Saturday, May 10, 2014

Week 10 of Training: Local Emergency and Evacuation Network VHF/UHF

Another week, another class down. This week we learned about Very High Frequency (VHF) and Ultra High Frequency (UHF) radios. This is the range of frequencies used by cell phones and broadcast radio stations, but for our purposes are used for local communications (e.g. motor pool cars or radios used to communicate if the infrastructure in the host city goes belly up during an emergency). The FSI catalog describes the class as: 

"This course will train the Department's Information Resources Management operational and maintenance personnel in the operation programming, installation, and maintenance of VHF/UHF and Repeater deployed wireless systems overseas."

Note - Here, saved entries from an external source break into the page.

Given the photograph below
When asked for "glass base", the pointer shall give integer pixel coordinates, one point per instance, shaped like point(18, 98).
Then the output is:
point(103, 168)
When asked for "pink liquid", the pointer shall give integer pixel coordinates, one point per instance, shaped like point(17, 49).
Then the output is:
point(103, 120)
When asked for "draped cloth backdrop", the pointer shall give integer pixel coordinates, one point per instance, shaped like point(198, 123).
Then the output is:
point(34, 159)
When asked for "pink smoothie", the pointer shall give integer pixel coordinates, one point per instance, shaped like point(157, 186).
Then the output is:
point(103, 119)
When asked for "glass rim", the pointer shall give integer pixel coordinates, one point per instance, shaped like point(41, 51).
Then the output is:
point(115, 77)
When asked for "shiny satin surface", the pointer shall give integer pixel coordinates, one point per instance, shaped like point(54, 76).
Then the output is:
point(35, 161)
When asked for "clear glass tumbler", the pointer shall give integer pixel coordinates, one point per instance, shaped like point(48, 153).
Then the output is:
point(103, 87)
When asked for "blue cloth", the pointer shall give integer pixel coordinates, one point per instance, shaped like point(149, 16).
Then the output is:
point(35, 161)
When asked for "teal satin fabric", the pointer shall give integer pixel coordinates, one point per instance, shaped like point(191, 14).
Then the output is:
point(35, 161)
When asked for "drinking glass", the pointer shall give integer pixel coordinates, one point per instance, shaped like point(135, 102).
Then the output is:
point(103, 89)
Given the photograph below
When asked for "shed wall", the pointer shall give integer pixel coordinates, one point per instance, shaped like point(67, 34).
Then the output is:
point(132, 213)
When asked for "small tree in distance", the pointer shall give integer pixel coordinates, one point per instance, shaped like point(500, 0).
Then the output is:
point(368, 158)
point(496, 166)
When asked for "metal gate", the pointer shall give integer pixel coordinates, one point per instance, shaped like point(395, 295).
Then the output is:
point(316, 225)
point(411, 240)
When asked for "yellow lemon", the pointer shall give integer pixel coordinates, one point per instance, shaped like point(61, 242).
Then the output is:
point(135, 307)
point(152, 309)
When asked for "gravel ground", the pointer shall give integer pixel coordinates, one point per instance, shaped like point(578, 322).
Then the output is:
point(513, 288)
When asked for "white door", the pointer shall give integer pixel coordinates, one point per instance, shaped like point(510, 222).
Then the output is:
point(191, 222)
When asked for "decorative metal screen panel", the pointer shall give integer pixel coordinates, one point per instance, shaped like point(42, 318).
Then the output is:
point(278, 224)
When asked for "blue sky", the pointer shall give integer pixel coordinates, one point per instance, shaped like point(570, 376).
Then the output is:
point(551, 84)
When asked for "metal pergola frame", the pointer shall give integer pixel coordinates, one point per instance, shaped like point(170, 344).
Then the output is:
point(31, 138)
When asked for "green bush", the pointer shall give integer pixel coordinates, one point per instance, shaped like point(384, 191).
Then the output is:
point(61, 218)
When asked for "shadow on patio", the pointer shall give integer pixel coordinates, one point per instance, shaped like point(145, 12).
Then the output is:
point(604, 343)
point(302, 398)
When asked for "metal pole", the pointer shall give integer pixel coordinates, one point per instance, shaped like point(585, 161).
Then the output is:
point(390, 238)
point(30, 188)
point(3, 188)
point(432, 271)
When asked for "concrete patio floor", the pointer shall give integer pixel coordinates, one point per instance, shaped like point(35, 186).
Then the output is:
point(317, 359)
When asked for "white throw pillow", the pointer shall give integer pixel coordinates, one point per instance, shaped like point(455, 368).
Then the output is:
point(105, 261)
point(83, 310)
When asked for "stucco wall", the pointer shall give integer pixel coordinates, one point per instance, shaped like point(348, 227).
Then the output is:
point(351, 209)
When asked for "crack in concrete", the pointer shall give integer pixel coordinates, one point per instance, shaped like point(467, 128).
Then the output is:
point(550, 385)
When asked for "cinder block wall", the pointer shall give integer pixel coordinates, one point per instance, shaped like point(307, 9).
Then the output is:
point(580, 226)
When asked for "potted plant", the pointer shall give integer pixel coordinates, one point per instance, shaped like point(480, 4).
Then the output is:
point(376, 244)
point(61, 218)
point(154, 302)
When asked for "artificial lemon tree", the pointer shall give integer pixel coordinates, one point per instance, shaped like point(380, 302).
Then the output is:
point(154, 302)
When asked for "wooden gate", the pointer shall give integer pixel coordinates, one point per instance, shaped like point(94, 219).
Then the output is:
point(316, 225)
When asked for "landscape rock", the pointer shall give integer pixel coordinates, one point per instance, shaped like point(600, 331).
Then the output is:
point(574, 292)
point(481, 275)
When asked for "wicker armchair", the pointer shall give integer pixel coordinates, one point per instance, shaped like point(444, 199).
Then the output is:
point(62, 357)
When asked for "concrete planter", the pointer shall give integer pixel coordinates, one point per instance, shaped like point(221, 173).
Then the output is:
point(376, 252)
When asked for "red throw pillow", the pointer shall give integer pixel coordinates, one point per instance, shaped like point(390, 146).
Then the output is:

That's a pretty decent description of the learning aspects of the class. What it doesn't describe is the 'kid-in-a-candy-shop' atmosphere of a bunch of adults (I think...) playing with what, for all intents and purposes, were giant walkie-talkies in the classroom. Part of this was because the instructor was quite entertaining and part was because the course material (at the depth we were going) wasn't incredibly difficult, but either way, we had a good time. Oh yeah, and everyone passed, so we couldn't have been goofing off too much! 

PS: The picture is of a (mostly) unidirectional yagi antenna.